Has anyone out there thought about homological algebra over the tropical semifield $\mathbb{T}$? For example, I'm interested in the Hochschild homology and cyclic homology of tropical algebras, if this can be made to make sense.
[Edit] Perhaps I should add some motivation. Topologists and geometric group theorists have been interested in the moduli space of metric graphs for at least 25 years now, mainly because of its appearance as a classifying space for automorphism groups of free groups. This space turns out to have a second identity as the moduli space of tropical curves, and people in tropical geometry tell me that it should probably in fact carry the structure of a tropical orbifold.
This means that, in addition to homological invariants built from (sheaves of) continuous of PL functions on the space (containing essentially the information of rational homotopy), one can try to build and study homological invariants made from the tropical structure sheaf. I'm interested in what sort of geometric information these invariants might carry. Is there perhaps some new information hiding in here?
It is always exciting when one finds that an object one has known for many years turns out to have a hidden new structure.
Following Zoran's comment, it looks like Durov has constructed, among many other things, a model category structure on complexes of modules over $\mathbb{T}$. This means that, in principle, something like homological algebra can be done. But it's a different matter to explicitly develop homological algebra.
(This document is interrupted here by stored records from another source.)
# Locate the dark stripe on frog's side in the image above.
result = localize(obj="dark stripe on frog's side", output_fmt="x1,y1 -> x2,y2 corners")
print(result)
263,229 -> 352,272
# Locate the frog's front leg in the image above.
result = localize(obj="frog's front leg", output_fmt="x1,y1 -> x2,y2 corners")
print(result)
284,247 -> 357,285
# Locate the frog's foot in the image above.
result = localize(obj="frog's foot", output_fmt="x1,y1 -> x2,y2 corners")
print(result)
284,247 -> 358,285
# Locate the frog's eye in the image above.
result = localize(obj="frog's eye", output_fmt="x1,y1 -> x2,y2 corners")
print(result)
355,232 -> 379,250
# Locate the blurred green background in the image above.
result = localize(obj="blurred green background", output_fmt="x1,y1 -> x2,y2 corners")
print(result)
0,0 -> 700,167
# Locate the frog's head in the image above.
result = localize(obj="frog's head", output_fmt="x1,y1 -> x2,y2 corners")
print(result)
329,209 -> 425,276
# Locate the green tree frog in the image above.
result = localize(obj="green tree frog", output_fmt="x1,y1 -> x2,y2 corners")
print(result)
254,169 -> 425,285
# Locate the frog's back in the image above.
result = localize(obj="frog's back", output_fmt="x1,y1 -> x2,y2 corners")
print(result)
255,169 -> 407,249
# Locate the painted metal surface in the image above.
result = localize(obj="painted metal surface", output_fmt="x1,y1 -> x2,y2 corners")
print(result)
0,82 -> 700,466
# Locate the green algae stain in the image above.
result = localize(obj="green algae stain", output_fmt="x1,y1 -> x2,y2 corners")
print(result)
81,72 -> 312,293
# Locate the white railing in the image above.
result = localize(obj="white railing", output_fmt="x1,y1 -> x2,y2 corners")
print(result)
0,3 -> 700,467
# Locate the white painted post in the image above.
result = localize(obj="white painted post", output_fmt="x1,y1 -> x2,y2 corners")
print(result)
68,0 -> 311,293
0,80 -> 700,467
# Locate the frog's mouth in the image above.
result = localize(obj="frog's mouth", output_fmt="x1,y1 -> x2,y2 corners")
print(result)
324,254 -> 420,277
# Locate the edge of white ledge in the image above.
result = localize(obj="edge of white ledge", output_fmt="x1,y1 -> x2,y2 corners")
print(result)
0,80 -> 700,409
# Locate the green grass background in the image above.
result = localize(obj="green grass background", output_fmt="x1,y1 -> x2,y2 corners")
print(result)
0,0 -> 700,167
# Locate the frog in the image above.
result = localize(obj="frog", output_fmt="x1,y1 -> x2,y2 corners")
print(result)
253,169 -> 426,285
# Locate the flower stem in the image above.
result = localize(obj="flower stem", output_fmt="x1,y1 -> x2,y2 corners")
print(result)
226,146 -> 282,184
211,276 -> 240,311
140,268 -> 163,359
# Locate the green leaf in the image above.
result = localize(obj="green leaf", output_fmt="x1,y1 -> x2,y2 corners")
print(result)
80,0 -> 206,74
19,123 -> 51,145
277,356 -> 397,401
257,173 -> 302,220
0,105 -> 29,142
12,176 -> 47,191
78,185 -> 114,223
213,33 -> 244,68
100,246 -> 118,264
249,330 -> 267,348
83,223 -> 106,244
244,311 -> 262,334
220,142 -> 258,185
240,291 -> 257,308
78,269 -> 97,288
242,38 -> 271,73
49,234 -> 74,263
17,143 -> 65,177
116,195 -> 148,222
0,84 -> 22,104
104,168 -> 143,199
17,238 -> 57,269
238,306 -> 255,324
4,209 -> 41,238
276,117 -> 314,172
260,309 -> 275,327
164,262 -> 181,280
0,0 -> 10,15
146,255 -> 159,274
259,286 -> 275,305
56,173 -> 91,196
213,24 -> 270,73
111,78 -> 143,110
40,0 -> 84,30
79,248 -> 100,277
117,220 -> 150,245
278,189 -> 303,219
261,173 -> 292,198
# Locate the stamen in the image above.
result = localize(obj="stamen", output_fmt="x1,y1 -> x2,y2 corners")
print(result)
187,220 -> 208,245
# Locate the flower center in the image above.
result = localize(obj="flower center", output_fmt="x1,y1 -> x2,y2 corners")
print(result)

So, to expand on my original question, here are some explicit questions.
-
What is a tropical chain complex?
-
Is there an explicit tropical
analogue of the usual Hochschild
chain complex and does it compute
the correct derived functor? -
Ordinary Hochschild homology carries
a Gerstenhaber algebra structure. Is
there an analogous structure on a
tropical Hochschild homology? -
Same questions for cyclic homology.
Best Answer
Your question has two parts - the main question, existence of tropical homotopical algebra, seems to be nicely resolved by Zoran's answer. The questions about Hochschild homology though are rather context independently true - I am not familiar with the Durov story, but assuming he provides a symmetric monoidal model category (and hence symmetric monoidal $\infty$-category) that should suffice. Given an algebra object $A$ in any symmetric monoidal $\infty$-category, we can define its Hochschild homology and cohomology, as self-tor and ext as bimodules (see e.g. here - note that what I'm referring to as the homology and cohomology corresponds to the chain level versions of these notions, not the cohomology groups). The former has an $S^1$ action, with invariants giving cyclic homology, and can be calculated by a version of the cyclic bar construction. Regarding the Gerstenhaber structure on Hochschild COhomology, again the answer is yes by a general form of the Deligne conjecture (see Lurie's Higher Algebra - the part that until last week was called DAG VI..) - there's an $E_2$ structure on the Hochschild cohomology. In fact if your algebra $A$ is separable (dualizable as $A$-bimodule) one obtains the full structure of a framed two-dimensional topological field theory (via Lurie's Cobordism Hypothesis theorem), which includes all these operations and many more. (The Hochschild homology and cohomology are assigned to the circle with two different framings in this story.)